Die Eidgenössische Finanzmarktaufsicht genehmigt die neuen Mindestanforderungen für Hypothekarfinanzierungen, welche die Bankiervereinigung vorgelegt hat. Die neuen Richtlinien treten am 1. Juli 2012 in Kraft.

Banken die Hypotheken vergeben wollen, müssen künftig strengere Vorgaben einhalten. Dazu gehören etwa Vorgaben zur Mindesthöhe der Eigenmittel von Kreditnehmern sowie Vorgaben, welche eine Pflicht zur Amortisation vorschreiben. Die neue Selbstregulierung der Schweizerischen Bankiervereinigung (SBVg) tritt am 1. Juli 2012 in Kraft und wurde von der Eidgenössischen Finanzmarktaufsicht FINMA als aufsichtsrechtlicher Mindeststandard anerkannt. Die Anerkennung erfolgte im Rahmen der vom Bundesrat präsentierten Massnahmen zur Umsetzung von Basel III und der Too-big-to-fail-Vorlage. Damit sollen die Risiken im Hypothekarmarkt gesenkt werden, was die FINMA ausdrücklich begrüsst, wie sie in einer Mitteilung schreibt.

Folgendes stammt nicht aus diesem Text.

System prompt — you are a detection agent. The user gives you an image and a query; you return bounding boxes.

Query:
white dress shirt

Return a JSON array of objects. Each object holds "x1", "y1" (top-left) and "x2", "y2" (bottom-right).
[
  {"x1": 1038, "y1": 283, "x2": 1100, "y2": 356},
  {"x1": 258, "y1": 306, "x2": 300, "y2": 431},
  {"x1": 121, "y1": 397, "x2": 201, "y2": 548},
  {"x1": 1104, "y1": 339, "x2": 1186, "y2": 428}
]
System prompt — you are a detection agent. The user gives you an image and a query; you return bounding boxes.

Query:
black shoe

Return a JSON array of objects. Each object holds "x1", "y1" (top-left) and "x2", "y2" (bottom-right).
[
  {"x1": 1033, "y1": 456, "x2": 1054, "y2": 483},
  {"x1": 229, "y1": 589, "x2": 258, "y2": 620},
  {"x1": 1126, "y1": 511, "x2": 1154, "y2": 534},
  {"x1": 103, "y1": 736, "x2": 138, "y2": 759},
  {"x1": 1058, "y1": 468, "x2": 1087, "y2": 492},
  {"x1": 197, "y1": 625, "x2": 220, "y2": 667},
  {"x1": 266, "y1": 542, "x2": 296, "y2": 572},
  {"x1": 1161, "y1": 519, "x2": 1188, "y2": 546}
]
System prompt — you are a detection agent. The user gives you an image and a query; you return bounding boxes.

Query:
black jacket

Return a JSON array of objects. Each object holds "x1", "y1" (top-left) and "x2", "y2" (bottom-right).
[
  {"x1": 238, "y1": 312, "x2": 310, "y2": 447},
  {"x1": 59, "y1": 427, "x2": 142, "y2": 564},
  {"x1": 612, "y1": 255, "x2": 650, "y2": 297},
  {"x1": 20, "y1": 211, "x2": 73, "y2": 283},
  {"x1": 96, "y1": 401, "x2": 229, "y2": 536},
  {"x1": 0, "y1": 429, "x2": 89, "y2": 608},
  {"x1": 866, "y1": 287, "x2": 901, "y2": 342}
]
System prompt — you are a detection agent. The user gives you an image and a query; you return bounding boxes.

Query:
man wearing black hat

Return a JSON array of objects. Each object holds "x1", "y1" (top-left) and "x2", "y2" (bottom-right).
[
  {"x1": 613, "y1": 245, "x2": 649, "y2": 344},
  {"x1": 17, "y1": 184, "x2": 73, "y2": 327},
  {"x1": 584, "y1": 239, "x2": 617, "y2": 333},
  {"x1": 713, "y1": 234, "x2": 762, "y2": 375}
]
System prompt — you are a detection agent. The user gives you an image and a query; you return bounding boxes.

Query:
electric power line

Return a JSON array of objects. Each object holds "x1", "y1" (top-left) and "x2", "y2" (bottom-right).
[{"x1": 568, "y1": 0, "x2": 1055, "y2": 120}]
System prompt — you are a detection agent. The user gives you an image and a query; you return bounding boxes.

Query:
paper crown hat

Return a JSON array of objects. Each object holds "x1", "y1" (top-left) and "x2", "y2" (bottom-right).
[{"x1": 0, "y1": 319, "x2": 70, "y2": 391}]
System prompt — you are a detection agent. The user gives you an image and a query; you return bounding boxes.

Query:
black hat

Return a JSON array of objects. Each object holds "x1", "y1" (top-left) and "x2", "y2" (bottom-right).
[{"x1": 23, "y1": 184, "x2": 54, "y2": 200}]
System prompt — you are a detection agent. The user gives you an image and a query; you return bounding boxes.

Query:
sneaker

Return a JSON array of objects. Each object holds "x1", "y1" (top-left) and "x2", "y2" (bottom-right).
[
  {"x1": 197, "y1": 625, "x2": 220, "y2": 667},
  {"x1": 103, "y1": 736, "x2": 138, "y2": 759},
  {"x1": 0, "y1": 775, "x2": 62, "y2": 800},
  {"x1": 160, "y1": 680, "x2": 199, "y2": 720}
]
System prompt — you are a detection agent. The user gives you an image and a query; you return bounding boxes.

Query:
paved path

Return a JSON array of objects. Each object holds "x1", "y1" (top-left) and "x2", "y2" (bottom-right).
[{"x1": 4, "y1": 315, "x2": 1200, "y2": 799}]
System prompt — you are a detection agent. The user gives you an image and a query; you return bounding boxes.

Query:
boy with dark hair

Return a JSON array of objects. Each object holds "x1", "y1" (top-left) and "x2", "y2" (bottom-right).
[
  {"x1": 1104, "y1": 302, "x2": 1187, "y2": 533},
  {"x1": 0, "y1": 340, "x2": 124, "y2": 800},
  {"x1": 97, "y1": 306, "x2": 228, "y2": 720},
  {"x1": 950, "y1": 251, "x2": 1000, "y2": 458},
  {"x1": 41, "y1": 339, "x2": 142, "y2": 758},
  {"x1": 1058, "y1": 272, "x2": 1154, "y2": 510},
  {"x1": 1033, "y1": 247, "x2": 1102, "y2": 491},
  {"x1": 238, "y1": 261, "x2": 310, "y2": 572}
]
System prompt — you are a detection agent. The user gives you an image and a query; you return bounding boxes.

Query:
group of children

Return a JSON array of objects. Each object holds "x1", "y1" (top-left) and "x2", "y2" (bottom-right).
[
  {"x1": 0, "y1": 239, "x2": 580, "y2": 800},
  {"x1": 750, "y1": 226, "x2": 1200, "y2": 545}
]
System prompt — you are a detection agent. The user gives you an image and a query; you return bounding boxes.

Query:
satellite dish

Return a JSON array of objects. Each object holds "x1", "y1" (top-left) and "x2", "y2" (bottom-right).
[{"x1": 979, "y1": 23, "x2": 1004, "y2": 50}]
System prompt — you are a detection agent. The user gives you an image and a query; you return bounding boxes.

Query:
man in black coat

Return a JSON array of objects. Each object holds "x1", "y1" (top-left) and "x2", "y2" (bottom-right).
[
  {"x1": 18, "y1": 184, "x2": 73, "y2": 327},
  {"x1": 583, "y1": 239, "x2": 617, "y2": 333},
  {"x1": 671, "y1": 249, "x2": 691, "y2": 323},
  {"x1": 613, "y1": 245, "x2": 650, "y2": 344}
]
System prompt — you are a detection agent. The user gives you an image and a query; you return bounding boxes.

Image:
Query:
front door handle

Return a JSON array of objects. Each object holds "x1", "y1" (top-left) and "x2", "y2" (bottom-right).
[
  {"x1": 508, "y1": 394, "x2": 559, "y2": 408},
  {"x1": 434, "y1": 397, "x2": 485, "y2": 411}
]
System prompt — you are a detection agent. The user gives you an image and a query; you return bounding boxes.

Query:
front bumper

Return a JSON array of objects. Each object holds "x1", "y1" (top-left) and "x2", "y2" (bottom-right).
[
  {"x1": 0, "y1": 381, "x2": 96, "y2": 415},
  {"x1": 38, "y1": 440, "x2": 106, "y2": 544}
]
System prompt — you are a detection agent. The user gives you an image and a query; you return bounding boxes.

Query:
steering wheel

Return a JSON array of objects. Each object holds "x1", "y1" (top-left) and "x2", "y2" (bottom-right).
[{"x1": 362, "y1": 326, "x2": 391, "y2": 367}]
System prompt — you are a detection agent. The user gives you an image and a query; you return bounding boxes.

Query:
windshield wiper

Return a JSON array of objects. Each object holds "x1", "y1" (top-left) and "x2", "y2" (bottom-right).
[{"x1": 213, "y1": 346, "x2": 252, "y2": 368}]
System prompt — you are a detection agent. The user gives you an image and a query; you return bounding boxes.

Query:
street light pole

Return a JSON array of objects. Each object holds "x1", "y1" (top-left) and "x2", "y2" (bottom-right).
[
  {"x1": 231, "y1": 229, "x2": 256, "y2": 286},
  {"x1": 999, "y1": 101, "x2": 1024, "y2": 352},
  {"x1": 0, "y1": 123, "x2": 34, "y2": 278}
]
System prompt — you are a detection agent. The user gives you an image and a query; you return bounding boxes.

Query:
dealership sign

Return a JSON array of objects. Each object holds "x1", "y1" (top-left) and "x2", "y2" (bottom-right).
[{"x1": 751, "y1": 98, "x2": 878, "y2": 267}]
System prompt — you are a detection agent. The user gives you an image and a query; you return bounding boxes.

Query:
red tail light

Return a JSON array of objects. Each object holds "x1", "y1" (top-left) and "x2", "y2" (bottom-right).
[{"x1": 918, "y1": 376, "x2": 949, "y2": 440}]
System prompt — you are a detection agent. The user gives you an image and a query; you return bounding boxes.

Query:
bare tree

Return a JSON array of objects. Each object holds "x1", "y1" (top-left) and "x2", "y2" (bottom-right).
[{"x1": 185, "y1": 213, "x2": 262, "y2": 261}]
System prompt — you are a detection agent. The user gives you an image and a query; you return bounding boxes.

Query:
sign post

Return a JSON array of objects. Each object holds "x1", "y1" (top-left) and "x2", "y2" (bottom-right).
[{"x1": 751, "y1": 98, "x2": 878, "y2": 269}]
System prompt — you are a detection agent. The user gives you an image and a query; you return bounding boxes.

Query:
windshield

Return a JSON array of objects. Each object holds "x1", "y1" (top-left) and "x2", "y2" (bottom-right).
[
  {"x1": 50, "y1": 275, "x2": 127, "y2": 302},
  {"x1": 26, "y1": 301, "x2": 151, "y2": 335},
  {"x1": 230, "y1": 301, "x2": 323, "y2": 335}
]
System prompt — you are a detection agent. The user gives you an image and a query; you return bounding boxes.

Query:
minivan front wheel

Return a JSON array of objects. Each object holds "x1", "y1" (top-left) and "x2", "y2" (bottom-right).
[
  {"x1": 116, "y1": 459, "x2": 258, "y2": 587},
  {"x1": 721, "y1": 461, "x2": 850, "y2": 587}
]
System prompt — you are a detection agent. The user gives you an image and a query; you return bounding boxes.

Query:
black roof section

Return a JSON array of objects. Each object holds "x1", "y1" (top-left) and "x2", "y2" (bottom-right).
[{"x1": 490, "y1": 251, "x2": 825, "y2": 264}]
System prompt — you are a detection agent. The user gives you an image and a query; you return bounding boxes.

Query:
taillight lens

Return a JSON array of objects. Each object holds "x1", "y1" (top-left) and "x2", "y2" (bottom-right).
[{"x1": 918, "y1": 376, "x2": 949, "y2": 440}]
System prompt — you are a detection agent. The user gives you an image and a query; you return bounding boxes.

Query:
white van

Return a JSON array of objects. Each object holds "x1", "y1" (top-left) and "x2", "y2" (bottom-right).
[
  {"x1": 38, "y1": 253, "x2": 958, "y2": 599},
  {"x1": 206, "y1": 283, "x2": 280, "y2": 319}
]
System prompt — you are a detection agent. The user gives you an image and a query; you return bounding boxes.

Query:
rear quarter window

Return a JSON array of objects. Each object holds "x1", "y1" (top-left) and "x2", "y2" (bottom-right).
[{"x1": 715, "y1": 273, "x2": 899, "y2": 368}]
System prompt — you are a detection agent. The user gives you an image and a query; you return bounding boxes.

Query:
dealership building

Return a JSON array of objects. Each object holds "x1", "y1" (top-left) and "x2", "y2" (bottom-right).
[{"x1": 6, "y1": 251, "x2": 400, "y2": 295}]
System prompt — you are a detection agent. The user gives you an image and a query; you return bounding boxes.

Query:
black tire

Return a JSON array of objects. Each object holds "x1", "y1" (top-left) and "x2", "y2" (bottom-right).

Viele Banken haben Kreditvergabekriterien aufgeweicht

Die FINMA weist seit langem auf die Risiken hin, die durch das starke Hypothekarwachstum im Bereich der Wohnliegenschaften aufgebaut wurden. Dabei zeichne sich kaum eine Abschwächung der grossen Nachfrage nach Hypothekarfinanzierungen ab, was nicht zuletzt auf das tiefe Zinsniveau zurückzuführen sei, wie sie weiter schreibt. Auch würden viele Banken die eigenen Kreditvergabekriterien hinsichtlich Tragbarkeit für den Kreditnehmer und Belehnungshöhe der Objekte zunehmend ausreizen und durch Ausnahmen aufweichen. Dies habe sie im Rahmen ihrer Aufsichtstätigkeit und während Direktprüfungen feststellten müssen.

Dadurch würde ein neues Segment von Kreditnehmern entstehen, für die der Erwerb einer Wohnliegenschaft unter anderen Marktbedingungen nicht möglich sei. Insbesondere wenn die Zinsen steigen würden, bestehe die Gefahr, dass solche Kreditnehmer ihre Kredite nicht mehr tragen könnten. Dies könne letztlich zu Kreditausfällen bei den Banken und zu sinkenden Immobilienpreisen führen. Das Platzen einer Immobilienblase könne äusserst gefährliche Auswirkungen auf die Finanzstabilität eines Landes haben, warnt die FINMA.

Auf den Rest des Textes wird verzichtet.